Abnormal P wave terminal force in lead V1 is correlated with adverse cardiac remodeling in patients with left ventricular noncompaction: A useful noninvasive indicator of disease severity

Background

Abnormal P wave terminal force in lead V1 (PTFV1) has been associated with adverse outcomes in various cardiovascular conditions. However, the potential role of PTFV1 in patients with left ventricular noncompaction (LVNC) has not been reported. Therefore, this study aims to investigate the prevalence of PTFV1 in patients with LVNC and explore its possible association with abnormalities in both the left atrium (LA) and left ventricle (LV).

Methods

From January 2016 to December 2017, 93 patients diagnosed with LVNC via cardiovascular magnetic resonance (CMR) were enrolled in the study. Clinical, echocardiographic, CMR, and electrocardiogram data were retrospectively collected and analyzed independently.

Results

The mean age of the 93 patients at diagnosis was 44.3 ± 13.9 years, with 64.5 % being male. Abnormal PTFV1 was present in 23.6 % of the patients.

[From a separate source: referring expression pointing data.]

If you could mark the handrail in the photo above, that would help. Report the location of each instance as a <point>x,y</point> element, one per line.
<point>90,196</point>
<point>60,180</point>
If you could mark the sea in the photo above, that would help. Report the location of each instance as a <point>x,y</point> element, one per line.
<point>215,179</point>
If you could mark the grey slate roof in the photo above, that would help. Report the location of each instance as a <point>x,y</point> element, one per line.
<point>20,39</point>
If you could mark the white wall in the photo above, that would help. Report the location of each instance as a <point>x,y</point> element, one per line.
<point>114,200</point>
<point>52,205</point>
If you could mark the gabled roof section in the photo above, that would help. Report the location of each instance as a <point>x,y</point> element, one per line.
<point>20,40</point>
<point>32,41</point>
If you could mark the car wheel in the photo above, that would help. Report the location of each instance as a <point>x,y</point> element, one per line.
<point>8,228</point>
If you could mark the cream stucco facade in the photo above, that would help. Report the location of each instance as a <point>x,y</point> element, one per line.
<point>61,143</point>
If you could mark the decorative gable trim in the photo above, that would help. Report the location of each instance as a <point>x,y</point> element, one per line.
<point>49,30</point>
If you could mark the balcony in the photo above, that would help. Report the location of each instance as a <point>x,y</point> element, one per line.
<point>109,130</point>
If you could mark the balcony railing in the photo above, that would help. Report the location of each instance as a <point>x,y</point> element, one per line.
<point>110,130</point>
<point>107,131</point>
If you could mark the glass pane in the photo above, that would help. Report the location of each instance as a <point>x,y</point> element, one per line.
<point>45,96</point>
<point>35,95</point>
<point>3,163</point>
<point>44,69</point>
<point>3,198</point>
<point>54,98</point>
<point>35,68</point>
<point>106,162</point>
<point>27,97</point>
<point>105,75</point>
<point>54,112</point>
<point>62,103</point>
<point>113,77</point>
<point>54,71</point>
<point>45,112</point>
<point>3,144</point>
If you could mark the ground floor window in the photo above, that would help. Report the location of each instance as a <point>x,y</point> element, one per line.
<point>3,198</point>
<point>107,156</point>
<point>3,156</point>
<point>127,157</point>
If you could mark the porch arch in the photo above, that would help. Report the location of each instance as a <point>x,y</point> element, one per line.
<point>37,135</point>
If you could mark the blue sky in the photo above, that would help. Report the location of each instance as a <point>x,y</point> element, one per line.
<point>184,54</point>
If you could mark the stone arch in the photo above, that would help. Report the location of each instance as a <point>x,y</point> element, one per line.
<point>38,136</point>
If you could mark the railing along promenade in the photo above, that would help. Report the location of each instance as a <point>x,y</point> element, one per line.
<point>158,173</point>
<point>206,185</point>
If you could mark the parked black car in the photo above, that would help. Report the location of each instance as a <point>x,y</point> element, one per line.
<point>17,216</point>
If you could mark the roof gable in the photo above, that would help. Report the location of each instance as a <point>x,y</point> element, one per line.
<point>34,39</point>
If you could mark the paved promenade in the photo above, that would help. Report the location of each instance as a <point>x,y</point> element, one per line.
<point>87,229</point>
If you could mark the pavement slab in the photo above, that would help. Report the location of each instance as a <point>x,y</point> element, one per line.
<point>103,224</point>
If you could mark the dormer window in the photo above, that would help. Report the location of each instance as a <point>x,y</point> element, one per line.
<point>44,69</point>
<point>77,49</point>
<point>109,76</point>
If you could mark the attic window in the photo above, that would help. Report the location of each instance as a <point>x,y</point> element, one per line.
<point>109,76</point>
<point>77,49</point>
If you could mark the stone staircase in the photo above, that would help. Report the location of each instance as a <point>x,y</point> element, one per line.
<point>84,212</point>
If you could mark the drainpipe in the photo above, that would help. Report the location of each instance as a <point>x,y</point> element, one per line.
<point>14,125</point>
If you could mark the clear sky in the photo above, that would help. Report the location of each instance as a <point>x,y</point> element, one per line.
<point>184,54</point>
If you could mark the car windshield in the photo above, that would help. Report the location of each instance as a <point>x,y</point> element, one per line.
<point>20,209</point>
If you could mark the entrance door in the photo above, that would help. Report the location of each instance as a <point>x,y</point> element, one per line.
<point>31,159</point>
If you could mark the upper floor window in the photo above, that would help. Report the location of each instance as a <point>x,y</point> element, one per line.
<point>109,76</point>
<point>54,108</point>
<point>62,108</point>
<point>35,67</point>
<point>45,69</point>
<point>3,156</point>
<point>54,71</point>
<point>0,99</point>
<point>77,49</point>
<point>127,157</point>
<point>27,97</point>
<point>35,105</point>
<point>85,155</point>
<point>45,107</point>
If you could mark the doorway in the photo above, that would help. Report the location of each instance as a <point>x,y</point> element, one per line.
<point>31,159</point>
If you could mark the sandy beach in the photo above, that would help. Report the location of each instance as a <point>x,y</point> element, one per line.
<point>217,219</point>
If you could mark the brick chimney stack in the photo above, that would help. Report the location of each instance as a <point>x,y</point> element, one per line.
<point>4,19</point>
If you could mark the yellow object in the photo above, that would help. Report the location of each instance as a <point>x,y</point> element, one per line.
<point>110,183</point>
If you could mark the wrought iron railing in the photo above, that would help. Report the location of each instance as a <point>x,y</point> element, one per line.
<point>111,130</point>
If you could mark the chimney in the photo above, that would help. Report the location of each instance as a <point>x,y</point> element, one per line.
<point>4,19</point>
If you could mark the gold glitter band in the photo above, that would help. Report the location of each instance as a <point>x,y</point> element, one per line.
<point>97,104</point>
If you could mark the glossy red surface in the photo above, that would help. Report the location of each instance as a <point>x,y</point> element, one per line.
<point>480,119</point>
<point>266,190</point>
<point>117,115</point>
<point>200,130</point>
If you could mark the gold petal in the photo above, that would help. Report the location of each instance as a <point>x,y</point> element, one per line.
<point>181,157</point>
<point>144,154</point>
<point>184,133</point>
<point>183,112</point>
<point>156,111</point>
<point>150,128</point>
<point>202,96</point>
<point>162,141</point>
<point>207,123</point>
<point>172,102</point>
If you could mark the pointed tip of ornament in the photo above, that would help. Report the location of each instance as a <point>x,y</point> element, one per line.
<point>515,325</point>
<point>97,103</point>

Those with abnormal PTFV1 had significantly higher rates of NYHA functional class III or IV (86.4 % vs. 19.7 %, p < 0.001), LV thrombus (9.0 % vs. 4.2 %, p = 0.049), and late gadolinium enhancement (63.6 % vs. 33.8 %, p = 0.013). These patients also had significantly greater mitral regurgitation grades, larger LA and LV volume indices, and lower LV ejection fraction (LVEF). Receiver operating characteristic curve analysis showed moderate-to-high area under the curve (AUC) values (ranging from 0.72 to 0.83) for various indices in identifying abnormal PTFV1, with LVEF showing the highest AUC of 0.83. Binary logistic regression identified LVEF as the only independent factor associated with abnormal PTFV1 (OR = 0.89, p = 0.003).

Conclusion

Abnormal PTFV1, observed in approximately one-quarter of LVNC patients, is linked to more severe cardiac remodeling and dysfunction, and its presence can be predicted by a reduced LVEF.